Esta «nueva liturgia», hecha expectáculo, nos sugiere una primera reflexión: ¿qué oculta el argumento publicitario y «hacia la calle» del abortismo? Yo creo que varias cosas: en primer lugar, un impulso profundo y plenamente humano que se bocea fuertemente en los espacios institucionales (Parlamentos, Senados, Congresos, etc) y sociales comunes, revelando el miedo a la responsabilidad adulta, que poco tiene que ver con la edad convencionalmente marcada como «mayoría de edad», y a los problemas y sufrimientos de toda índole que conlleva un embarazo no deseado. En segundo término, una falacia, una torcedura de la razón y del recto sentido de la realidad: oponer el derecho de la mujer a decidir por sí misma (¡faltaría más!) al del feto por nacer, «nasciturus», (¡faltaría menos!).
¿Cómo no nos damos cuenta de que es prefabricado y artificioso este conflicto de derechos? La mujer y el niño no nacido tienen derecho a la vida, cada uno en su rango. Y ambos, son compatibles perfectamente, porque la vida es el sustrato común que los legitima y les empuja a potenciarse mutuamente. Negar la vida empequeñece hasta borrar y suprimir la condición de mujer «en situación embarazosa». La maternidad llevada a término, asumiendo dificultades y sufrimientos, que a veces son heróicos, da a la feminidad una dimensión y plenitud de humanidad que ninguna ley ni ideología alguna pueden aportarle.

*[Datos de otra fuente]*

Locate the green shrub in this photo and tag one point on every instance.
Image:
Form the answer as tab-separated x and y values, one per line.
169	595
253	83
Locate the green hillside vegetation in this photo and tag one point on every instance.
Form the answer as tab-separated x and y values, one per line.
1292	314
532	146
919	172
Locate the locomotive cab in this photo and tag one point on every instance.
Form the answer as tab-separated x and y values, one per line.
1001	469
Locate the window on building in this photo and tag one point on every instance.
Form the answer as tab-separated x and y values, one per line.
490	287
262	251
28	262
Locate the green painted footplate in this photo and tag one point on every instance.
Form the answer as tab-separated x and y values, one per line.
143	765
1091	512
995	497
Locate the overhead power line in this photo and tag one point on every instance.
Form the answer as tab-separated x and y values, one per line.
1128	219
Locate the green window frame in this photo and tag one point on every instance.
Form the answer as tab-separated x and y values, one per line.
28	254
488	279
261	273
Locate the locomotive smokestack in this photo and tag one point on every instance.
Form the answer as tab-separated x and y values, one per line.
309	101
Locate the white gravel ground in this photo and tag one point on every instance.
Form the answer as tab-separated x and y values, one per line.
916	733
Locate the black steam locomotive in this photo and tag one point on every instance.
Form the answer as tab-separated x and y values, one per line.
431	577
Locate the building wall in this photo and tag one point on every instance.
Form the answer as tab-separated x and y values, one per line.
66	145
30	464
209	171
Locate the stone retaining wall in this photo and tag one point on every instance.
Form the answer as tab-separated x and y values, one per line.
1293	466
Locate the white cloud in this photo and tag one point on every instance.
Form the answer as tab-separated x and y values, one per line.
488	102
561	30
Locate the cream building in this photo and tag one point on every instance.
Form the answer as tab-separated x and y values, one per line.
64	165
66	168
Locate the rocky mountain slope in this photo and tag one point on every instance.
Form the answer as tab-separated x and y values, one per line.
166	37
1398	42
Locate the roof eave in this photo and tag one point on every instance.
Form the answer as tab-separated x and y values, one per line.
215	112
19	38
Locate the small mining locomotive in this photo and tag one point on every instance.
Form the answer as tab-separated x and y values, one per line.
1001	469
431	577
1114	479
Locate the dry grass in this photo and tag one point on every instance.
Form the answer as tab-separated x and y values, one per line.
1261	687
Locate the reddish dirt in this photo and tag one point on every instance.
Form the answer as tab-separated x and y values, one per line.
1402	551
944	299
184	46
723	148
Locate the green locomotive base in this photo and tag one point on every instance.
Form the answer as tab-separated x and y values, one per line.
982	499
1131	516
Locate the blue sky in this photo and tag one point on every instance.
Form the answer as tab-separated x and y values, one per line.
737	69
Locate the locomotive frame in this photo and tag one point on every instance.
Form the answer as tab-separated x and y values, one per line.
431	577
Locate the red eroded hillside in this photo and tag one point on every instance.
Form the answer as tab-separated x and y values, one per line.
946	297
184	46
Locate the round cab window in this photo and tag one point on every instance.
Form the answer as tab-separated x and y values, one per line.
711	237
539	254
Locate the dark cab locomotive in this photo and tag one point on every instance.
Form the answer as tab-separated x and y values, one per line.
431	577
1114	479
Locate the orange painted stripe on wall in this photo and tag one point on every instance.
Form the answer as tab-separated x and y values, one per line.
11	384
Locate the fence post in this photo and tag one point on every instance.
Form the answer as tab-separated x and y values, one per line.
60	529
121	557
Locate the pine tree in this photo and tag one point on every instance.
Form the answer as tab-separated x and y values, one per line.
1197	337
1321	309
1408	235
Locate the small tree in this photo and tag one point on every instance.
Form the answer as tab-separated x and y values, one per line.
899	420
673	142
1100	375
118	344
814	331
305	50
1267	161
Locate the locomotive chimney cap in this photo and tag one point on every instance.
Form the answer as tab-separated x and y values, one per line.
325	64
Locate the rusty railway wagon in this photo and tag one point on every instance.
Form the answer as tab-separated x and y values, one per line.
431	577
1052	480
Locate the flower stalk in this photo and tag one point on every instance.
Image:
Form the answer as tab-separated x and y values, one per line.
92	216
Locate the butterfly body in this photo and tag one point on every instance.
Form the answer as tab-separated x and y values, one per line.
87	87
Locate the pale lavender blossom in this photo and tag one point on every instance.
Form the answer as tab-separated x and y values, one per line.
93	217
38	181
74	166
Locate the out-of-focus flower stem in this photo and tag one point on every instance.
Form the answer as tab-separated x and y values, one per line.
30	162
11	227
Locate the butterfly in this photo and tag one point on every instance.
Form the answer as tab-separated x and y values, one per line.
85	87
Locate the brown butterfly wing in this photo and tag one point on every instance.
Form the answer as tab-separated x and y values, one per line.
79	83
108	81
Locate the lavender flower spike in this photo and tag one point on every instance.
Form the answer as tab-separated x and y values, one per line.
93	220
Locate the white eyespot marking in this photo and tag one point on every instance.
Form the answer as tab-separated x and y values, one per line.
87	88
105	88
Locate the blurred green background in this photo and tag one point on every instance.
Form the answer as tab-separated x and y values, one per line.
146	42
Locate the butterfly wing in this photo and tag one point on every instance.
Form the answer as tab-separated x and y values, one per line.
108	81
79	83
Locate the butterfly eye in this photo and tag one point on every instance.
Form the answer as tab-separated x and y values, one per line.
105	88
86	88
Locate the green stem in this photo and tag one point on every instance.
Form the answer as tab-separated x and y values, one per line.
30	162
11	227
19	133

El derecho a decidir se cumple acogiendo y desarrollando la vida del ser que crece en la madre y de ella, y que al mismo tiempo es plenamente autónomo en su dependencia. La palabra «hijo» señala, al mismo tiempo que la perfecta conciliación entre ambos derechos, las diferencias entre un mero feto y una persona que clama —silenciosamente— por nacer, por vivir.

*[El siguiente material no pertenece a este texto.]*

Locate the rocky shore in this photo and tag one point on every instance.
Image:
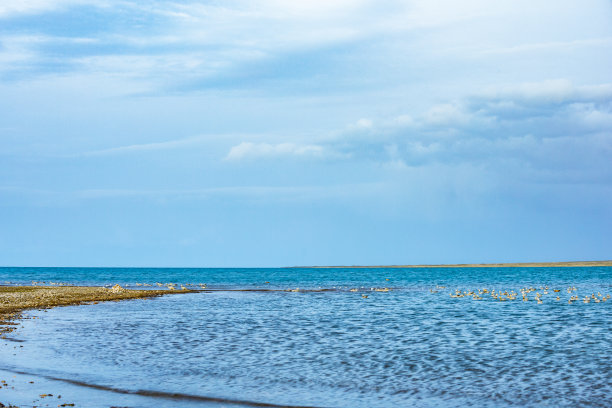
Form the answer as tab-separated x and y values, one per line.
16	299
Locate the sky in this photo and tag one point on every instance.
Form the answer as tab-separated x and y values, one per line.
268	133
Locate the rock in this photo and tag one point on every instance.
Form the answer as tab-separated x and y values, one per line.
117	289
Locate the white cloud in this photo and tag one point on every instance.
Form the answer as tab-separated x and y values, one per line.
263	150
11	8
171	144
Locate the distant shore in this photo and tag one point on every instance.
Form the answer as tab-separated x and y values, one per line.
486	265
16	299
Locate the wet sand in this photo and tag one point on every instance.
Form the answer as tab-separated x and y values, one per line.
489	265
15	299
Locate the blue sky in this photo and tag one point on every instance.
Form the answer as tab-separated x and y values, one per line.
276	133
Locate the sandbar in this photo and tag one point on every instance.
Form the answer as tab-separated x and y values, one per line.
15	299
481	265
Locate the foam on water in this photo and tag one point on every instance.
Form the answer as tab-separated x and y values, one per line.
405	347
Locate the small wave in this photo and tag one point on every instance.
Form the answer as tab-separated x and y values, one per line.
162	394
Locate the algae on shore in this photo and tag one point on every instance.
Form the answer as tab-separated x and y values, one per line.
15	299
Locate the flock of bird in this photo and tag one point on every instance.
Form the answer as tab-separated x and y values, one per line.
477	294
506	295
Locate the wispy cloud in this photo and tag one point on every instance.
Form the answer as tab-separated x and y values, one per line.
144	147
247	150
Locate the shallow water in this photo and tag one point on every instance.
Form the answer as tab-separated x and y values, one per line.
405	347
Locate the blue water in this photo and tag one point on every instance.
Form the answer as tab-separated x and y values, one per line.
413	345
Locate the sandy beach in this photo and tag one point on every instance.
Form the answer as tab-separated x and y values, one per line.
15	299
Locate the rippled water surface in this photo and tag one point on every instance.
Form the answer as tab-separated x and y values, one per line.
411	346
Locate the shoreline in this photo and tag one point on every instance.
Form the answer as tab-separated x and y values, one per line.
16	299
474	265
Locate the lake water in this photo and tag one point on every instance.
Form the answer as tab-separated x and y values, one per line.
342	340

la muerte no es una derrota de la vida
Una segunda reflexión nos la ofrece un breve texto de Pablo a los Colosenses (2,8): la vuelta a los elementos del mundo con un viejo esquema de vana y falaz filosofía inspirada en tradiciones humanas. La vanalidad y el engaño residen en una preintención postulada como principio y origen de todo el desarollo posterior y de sus conclusiones: la negación del matrimonio, llevándose por delante la familia como soporte de amor relacional que toda persona necesita sustancialmente, ya como hombre, ya como mujer. De este modo, las prácticas abortistas y otras que confunden procreación con fabricación y manipulación de la vida humana son las consecuiencas del dogmatismo reduccionista del ser humano a un mero objeto manipulable.

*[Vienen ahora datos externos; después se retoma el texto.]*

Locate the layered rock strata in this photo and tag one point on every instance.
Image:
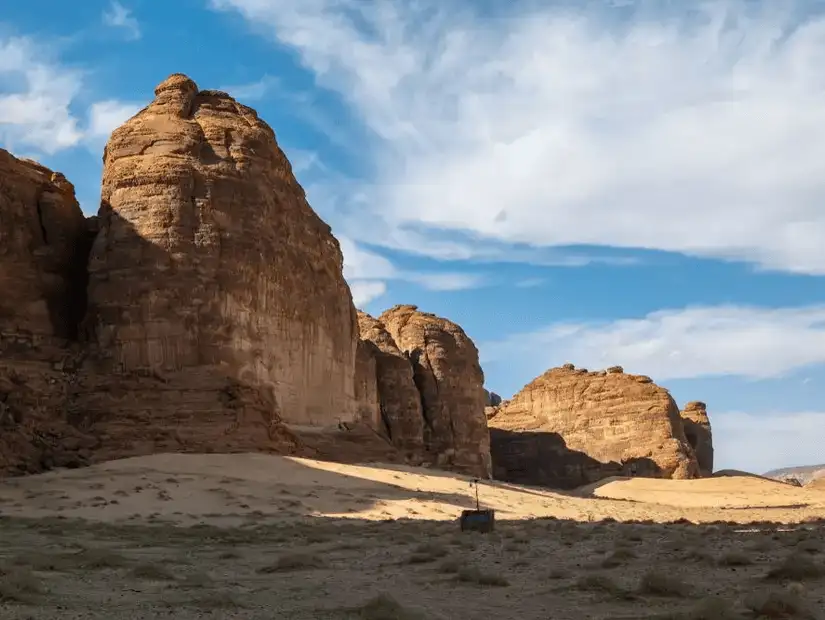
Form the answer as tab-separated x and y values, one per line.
449	379
401	413
696	423
572	427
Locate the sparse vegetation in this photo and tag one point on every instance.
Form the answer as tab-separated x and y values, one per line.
786	603
293	562
472	574
603	583
660	583
19	585
796	567
428	552
385	607
735	558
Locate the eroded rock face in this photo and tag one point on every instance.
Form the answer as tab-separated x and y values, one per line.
450	381
571	427
698	433
41	261
399	400
210	263
42	256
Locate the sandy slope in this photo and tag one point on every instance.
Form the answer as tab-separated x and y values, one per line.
226	489
108	543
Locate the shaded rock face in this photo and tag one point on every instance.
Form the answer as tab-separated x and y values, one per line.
43	245
571	427
450	382
209	258
400	410
42	264
698	434
493	399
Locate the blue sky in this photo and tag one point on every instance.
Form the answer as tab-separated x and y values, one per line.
617	182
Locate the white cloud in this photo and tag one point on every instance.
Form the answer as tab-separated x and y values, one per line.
365	291
118	16
693	342
106	116
368	272
701	131
252	91
34	103
759	443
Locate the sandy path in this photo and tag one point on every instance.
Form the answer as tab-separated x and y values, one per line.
229	488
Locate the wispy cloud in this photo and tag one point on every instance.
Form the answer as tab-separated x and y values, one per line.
106	116
685	343
252	91
118	16
696	128
759	443
368	272
365	291
36	114
40	111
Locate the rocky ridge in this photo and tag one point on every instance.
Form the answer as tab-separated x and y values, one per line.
570	427
202	309
449	379
696	423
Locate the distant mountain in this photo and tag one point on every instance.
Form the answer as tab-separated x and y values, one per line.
804	474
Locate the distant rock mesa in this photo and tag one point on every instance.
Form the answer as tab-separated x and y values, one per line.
450	382
572	427
698	434
204	309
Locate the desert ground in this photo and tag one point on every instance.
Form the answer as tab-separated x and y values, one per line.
266	537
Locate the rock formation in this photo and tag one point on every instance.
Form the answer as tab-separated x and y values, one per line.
571	427
450	382
399	400
42	240
41	260
209	257
492	399
698	433
204	309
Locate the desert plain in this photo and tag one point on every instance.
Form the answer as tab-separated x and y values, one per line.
258	536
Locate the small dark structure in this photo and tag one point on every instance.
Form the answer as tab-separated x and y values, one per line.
477	520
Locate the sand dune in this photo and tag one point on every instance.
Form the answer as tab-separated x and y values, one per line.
111	541
228	488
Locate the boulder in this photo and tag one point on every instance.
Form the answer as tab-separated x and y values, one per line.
42	264
493	399
450	381
43	243
402	418
568	428
216	298
698	434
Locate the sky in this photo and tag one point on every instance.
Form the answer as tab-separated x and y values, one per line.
624	182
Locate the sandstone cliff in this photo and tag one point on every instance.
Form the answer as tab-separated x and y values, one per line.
42	267
217	307
204	309
450	382
42	264
399	400
571	427
698	433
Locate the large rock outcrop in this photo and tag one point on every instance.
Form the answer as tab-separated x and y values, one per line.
698	433
43	244
210	265
42	264
571	427
400	408
450	382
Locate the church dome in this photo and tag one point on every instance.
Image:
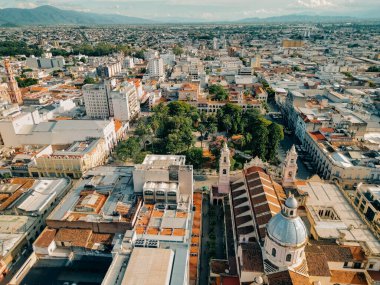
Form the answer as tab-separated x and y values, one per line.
286	228
291	202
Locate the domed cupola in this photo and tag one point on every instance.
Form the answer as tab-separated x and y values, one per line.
286	236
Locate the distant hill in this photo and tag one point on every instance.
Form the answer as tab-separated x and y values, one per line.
299	18
48	15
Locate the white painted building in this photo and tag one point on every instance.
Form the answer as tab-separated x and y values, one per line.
24	128
103	102
156	67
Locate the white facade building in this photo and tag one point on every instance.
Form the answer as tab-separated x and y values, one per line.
156	67
102	102
286	237
24	129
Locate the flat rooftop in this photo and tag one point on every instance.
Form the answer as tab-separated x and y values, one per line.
164	160
82	270
104	194
149	266
343	219
163	222
12	231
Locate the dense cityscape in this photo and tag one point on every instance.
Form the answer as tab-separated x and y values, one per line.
232	153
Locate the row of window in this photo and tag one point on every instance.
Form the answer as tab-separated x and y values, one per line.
288	256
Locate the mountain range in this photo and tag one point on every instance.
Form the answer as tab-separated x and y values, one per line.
49	15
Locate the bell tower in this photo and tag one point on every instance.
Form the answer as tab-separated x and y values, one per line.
289	168
224	170
13	90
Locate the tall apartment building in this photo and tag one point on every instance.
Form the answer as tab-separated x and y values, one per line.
125	104
70	160
102	101
109	70
45	62
156	67
96	100
13	90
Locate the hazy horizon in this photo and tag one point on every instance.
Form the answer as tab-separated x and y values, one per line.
213	10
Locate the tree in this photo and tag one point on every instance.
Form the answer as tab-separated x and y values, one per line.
194	156
276	134
218	92
177	50
373	69
202	130
129	149
23	82
143	131
89	80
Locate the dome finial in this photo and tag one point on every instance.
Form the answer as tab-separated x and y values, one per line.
291	202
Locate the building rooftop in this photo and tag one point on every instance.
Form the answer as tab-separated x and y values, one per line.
342	219
149	266
105	194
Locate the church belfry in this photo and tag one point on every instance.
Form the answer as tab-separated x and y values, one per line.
224	170
289	168
13	90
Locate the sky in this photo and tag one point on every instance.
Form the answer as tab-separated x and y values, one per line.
210	9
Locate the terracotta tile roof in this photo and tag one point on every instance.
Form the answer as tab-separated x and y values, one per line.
375	275
245	230
76	237
317	136
152	231
280	278
11	199
317	264
166	232
237	193
337	253
218	266
299	279
252	258
347	277
45	238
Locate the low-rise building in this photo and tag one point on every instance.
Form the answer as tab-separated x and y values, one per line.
69	160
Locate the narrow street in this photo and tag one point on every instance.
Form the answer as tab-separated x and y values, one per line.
204	264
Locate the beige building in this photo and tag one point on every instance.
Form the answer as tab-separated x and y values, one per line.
189	92
367	202
287	43
69	160
339	158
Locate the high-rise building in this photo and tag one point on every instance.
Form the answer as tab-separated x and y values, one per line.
215	44
103	101
289	169
224	170
156	67
13	90
96	100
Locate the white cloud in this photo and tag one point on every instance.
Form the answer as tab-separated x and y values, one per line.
25	5
315	3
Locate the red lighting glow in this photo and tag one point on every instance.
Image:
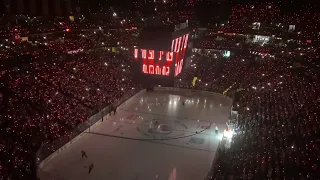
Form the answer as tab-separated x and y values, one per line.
136	51
154	62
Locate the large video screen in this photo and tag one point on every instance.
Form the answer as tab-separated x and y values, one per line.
163	63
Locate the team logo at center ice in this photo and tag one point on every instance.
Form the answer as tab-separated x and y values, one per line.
157	128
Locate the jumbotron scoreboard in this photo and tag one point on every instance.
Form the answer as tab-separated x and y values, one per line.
161	54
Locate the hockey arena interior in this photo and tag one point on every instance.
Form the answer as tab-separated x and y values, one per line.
159	90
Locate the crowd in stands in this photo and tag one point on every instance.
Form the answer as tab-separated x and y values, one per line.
63	77
48	87
277	97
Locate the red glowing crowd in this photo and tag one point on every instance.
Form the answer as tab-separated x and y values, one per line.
276	94
60	80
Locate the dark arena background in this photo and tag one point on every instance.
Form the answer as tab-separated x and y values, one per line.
161	54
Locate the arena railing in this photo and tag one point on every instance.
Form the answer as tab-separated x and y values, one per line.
49	150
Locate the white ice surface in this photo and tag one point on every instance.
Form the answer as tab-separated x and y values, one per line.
132	145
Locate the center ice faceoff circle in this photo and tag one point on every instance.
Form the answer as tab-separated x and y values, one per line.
162	128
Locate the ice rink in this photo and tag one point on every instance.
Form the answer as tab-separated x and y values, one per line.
154	137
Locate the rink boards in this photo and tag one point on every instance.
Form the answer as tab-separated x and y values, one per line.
150	137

Pablo no niega la filosofía, todo lo contrario: recoge la pretensión cristiana de los comienzos de fundamentar la existencia del ser humano en la libertad («no os dejéis esclavizar por vanas falacias», Col 2,8) de la Sabidutría de Dios, Jesucristo, único fundamento que puede ponerse; mejor aún: que ya está puesto (1Co 3,11). La legitimación de este planteamiento cristiano está en el testimonio de vida real que ofrece la familia cristiana estructurada sobre el matrimonio conforme al plan creado por Dios, y convertido en sacramento y signo de la relación orgánica y vital de amor entre Dios y el hombre. Solo desde la mala fe puede tergiversarse Efesios 5, 21-23 de la forma tan burda como se ha hecho a veces.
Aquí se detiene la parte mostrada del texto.